Problem is I'm a combat veteran who has had enough incidents in the past that I am considered a risk by the VA and my wife is threatening to call and report me to emergency mental health services. 

She is telling me that she is scared for her life and feels the need to report me. All while having a smirk on her face.

She tells me I'm delusional and that I need mental help and meds...

I have some audio files that would vindicate me to the VA but there is to much background noise and low voice levels.

I tried to so it myself but the learning curve just got a lot tighter time wise. 

If I can't prove I'm not crazy I'm going to the VA looney bin. 

If anyone is good with audio clean up or knows a member who is PM me stat!

I know what's on the files will be hard to hear but I need hard proof that I'm not a delusional combat vet with horrible PTSD who imagines his wife with other men.

We have been separated for a week and all call text visits have been initiated by her.

I've done this before but caved in and told her I must be nuts...

Not this time!! 

Files are explicit in content.


----------



## MattMatt (May 19, 2012)

This link might be of some help. https://talkaboutmarriage.com/coping-infidelity/209754-standard-evidence-post.html#post9756666

Hopefully people with audio expertise will be along shortly.

Is she cheating on you?


----------



## sokillme (Jun 10, 2016)

MindGamesNoMore said:


> Hello...
> 
> Lurker for about 4 months now.
> 
> ...


My friend do you have anyone else you can trust?
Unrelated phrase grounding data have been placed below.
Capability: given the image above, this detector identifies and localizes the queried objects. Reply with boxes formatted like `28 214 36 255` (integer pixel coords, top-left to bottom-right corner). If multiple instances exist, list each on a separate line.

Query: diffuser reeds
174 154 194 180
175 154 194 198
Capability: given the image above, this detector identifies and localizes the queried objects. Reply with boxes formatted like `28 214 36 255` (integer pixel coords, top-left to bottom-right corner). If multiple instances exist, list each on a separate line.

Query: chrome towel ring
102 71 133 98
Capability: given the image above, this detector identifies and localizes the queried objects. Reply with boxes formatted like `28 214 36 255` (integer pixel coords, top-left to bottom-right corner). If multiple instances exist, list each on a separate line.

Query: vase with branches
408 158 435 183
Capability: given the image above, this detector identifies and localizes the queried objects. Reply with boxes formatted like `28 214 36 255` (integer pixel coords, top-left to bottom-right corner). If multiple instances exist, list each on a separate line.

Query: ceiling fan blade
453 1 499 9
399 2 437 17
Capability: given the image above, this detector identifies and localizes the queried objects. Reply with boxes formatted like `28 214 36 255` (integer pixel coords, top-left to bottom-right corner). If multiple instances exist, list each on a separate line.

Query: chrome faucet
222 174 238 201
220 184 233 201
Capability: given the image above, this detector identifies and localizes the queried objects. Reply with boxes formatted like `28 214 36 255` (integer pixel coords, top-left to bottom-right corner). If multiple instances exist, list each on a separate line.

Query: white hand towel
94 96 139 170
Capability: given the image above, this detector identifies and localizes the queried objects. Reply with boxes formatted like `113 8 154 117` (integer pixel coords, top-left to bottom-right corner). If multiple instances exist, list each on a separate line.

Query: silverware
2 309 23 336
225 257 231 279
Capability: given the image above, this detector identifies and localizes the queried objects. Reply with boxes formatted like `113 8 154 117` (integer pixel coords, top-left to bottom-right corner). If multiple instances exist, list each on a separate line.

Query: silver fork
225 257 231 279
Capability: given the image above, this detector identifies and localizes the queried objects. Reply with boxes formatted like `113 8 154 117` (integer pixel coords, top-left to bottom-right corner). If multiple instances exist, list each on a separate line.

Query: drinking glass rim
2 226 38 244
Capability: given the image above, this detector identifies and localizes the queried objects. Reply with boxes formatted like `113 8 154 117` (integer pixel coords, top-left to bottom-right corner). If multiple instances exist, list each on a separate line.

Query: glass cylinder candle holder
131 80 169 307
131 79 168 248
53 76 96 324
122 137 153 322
If it's come to this point maybe you shouldn't be with this women. Can you call one of your fellow service men or family?


----------



## personofinterest (Apr 6, 2018)

First, keep the originals and store them in several places.

Audacity is a free program. It has filters and a noise reducing feature. If it's okay with the mods, I don't mind step-by-steping directions here.


----------



## MattMatt (May 19, 2012)

personofinterest said:


> First, keep the originals and store them in several places.
> 
> Audacity is a free program. It has filters and a noise reducing feature. If it's okay with the mods, I don't mind step-by-steping directions here.


Thanks, @personofinterest. We used to have someone who was an expert in Audacity. Hopefully you can help.


----------



## personofinterest (Apr 6, 2018)

MattMatt said:


> Thanks, @personofinterest. We used to have someone who was an expert in Audacity. Hopefully you can help.



I don't know if this guy is still around 3 weeks later, but I am happy to help.


----------



## Lostinthought61 (Nov 5, 2013)

if you truly believe she is cheating you can have her followed by hiring a PI..allow someone else help you instead of getting involved.


----------